Gen AI evaluation service overview

The Gen AI evaluation service in Vertex AI lets you evaluate any generative model or application and benchmark the evaluation results against your own judgment, using your own evaluation criteria.

While leaderboards and reports offer insights into overall model performance, they don't reveal how a model handles your specific needs. The Gen AI evaluation service helps you define your own evaluation criteria, ensuring a clear understanding of how well generative AI models and applications align with your unique use case.

Evaluation is important at every step of your Gen AI development process including model selection, prompt engineering, and model customization.
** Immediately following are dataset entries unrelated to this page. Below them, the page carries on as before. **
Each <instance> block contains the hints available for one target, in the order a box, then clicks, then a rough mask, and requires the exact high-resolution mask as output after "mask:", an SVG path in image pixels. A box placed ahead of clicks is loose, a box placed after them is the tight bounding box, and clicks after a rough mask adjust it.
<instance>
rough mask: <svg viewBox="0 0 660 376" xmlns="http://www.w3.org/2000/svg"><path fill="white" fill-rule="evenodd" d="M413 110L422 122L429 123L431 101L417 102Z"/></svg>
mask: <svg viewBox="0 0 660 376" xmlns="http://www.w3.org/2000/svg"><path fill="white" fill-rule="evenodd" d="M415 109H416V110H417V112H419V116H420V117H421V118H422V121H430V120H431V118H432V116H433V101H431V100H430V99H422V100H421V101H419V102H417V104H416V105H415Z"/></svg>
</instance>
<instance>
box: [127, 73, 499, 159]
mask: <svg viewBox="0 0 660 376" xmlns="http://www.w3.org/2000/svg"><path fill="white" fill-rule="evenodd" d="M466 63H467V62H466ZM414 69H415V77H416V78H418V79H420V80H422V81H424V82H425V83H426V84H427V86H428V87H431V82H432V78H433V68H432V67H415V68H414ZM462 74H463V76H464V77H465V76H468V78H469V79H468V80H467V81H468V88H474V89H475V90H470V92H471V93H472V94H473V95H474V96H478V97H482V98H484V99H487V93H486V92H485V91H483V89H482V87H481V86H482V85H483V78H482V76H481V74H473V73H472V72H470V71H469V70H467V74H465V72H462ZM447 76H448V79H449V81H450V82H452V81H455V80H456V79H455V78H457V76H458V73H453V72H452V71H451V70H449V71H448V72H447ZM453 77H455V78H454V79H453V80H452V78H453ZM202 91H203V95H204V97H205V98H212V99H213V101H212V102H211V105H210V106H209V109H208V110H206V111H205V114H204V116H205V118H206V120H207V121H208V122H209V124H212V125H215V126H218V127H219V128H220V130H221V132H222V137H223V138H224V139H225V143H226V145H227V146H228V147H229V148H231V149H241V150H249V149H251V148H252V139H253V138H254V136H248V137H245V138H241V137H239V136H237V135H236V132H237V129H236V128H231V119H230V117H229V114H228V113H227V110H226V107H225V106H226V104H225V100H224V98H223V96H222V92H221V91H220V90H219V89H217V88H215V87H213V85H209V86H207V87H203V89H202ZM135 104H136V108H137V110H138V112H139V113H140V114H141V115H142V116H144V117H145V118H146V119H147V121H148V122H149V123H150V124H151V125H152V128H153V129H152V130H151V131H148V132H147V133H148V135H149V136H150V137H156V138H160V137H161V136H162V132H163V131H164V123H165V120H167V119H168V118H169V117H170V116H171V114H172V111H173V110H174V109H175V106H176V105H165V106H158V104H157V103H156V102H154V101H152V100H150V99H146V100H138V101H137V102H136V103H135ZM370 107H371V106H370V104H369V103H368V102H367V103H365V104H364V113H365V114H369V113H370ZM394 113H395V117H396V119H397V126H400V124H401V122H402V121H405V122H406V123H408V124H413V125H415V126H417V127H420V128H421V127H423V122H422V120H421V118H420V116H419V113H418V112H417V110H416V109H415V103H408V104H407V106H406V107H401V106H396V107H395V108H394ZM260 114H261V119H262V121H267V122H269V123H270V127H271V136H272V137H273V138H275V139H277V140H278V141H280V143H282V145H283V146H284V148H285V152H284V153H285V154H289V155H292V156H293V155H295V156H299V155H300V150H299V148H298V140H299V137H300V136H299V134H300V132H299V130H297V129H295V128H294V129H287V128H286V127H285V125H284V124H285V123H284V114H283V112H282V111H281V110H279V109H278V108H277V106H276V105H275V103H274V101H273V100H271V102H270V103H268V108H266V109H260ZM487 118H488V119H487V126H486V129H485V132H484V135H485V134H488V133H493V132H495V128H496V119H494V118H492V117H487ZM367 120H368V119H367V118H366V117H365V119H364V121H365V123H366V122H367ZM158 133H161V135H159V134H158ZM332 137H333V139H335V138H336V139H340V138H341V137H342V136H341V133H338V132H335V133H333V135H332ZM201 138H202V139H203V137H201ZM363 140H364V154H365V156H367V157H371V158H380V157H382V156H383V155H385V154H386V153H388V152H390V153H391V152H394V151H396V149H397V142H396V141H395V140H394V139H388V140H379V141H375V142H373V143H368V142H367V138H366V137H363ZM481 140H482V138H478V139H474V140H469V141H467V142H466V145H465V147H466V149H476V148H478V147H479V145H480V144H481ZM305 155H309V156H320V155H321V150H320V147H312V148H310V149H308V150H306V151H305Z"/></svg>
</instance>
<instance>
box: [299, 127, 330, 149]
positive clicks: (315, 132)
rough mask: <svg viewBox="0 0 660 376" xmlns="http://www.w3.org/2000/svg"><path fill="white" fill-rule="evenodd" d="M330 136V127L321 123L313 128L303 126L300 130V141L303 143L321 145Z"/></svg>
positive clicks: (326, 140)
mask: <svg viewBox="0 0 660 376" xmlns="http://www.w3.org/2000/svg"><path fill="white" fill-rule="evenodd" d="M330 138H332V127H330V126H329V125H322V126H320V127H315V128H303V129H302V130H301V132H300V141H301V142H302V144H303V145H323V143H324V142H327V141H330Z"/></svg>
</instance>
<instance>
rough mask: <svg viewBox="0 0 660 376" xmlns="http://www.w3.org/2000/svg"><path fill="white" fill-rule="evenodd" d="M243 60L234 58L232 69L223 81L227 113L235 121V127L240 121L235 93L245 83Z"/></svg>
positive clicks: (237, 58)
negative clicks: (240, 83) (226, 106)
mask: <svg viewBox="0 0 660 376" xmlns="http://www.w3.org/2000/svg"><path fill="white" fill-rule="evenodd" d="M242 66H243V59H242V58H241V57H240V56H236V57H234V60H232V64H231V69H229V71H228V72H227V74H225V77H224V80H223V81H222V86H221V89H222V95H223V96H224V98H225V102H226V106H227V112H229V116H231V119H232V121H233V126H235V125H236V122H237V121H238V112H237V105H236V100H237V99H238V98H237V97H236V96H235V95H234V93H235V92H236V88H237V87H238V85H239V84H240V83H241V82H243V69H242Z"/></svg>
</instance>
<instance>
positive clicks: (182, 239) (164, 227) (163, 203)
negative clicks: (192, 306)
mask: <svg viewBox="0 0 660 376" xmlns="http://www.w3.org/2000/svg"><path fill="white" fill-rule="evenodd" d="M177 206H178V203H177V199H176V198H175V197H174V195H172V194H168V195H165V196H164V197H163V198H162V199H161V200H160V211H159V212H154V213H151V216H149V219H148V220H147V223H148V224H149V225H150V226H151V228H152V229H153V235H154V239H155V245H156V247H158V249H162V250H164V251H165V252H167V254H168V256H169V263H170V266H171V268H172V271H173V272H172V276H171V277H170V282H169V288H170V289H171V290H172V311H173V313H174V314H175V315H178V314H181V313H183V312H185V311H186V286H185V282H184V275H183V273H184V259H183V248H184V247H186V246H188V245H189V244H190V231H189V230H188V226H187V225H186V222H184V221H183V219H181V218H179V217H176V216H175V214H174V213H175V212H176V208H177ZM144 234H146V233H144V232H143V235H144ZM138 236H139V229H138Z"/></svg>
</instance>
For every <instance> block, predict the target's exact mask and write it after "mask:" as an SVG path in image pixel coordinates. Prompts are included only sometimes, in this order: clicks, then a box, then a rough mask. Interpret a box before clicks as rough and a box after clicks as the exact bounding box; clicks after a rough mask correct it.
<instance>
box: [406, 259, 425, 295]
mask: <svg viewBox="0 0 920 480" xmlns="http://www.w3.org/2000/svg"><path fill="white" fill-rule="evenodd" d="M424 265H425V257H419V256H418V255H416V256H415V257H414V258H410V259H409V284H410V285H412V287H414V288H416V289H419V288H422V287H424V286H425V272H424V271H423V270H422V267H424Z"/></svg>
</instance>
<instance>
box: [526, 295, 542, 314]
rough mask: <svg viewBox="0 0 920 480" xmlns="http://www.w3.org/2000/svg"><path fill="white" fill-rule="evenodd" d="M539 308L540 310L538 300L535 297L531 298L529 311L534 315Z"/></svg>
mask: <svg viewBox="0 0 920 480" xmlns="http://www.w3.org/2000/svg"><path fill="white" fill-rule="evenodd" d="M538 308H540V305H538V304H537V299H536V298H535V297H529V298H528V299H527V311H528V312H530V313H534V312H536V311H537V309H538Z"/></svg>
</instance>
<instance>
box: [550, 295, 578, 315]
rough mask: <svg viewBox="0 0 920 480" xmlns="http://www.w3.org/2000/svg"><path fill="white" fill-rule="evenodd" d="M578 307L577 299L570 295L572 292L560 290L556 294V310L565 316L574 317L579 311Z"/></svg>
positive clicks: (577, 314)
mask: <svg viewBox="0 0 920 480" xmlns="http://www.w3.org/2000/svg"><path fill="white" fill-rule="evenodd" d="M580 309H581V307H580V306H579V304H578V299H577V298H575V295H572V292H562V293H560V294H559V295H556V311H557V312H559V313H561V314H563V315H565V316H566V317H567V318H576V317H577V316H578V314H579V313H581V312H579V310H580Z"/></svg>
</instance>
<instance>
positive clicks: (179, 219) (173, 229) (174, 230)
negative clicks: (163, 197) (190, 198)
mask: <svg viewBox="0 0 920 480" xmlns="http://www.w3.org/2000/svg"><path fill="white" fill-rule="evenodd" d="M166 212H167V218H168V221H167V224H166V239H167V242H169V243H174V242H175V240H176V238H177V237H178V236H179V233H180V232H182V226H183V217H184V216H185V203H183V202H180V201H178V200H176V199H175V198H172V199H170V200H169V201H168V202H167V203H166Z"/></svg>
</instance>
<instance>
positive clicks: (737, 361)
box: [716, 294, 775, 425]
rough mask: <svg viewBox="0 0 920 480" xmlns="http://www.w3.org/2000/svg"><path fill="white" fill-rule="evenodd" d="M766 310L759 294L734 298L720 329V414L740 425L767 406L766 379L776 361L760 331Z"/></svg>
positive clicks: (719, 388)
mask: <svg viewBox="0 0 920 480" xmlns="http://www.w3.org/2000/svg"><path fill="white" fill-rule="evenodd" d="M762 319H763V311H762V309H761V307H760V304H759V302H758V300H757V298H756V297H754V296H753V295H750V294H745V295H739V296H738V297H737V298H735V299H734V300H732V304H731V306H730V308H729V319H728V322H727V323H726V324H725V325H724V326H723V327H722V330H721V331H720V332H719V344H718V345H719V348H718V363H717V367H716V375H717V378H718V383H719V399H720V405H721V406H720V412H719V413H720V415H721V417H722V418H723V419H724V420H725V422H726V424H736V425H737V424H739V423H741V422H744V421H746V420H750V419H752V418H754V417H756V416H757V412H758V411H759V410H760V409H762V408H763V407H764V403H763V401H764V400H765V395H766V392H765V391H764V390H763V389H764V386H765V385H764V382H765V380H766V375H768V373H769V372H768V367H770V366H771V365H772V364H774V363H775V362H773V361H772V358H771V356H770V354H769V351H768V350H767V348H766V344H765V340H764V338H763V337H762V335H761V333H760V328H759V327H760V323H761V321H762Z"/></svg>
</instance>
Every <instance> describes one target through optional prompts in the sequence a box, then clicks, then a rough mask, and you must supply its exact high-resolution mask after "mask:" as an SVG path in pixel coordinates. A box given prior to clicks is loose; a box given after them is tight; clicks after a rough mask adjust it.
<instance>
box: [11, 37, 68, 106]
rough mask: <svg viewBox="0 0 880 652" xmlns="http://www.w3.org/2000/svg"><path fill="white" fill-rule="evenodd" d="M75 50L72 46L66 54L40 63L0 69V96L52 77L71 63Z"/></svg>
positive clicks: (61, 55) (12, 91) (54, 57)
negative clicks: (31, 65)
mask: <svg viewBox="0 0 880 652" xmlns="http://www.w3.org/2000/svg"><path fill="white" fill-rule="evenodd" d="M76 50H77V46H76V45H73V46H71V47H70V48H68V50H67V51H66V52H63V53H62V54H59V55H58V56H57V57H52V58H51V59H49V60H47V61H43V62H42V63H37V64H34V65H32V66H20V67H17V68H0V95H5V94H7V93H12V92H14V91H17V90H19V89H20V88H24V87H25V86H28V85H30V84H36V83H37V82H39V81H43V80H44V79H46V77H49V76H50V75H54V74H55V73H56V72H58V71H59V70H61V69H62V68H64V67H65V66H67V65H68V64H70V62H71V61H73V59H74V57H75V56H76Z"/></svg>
Evaluating Gen AI is integrated within Vertex AI to help you launch and reuse evaluations as needed.

Gen AI evaluation service capabilities

The Gen AI evaluation service can help you with the following tasks:

Model selection: Choose the best pre-trained model for your task based on benchmark results and its performance on your specific data.
Generation settings: Tweak model parameters (like temperature) to optimize output for your needs.
Prompt engineering: Craft effective prompts and prompt templates to guide the model towards your preferred behavior and responses.
Improve and safeguard fine-tuning: Fine-tune a model to improve performance for your use case, while avoiding biases or undesirable behaviors.
RAG optimization: Select the most effective Retrieval Augmented Generation (RAG) architecture to enhance performance for your application.
Migration: Continuously assess and improve the performance of your AI solution by migrating to newer models when they provide a clear advantage for your specific use case.
Translation (preview): Assess the quality of your model's translations.
Evaluate agents: Evaluate the performance of your agents using the Gen AI evaluation service.

Evaluation process

The Gen AI evaluation service lets you evaluate any Gen AI model or application on your evaluation criteria by following these steps:

Define evaluation metrics:
- Learn how to tailor model-based metrics to your business criteria.
- Evaluate a single model (pointwise) or determine the winner when comparing 2 models (pairwise).
- Include computation-based metrics for additional insights.
Prepare your evaluation dataset.
- Provide a dataset that reflects your specific use case.
Run an evaluation.
- Start from scratch, use a template, or adapt existing examples.
- Define candidate models and create an EvalTask to reuse your evaluation logic through Vertex AI.
View and interpret your evaluation results.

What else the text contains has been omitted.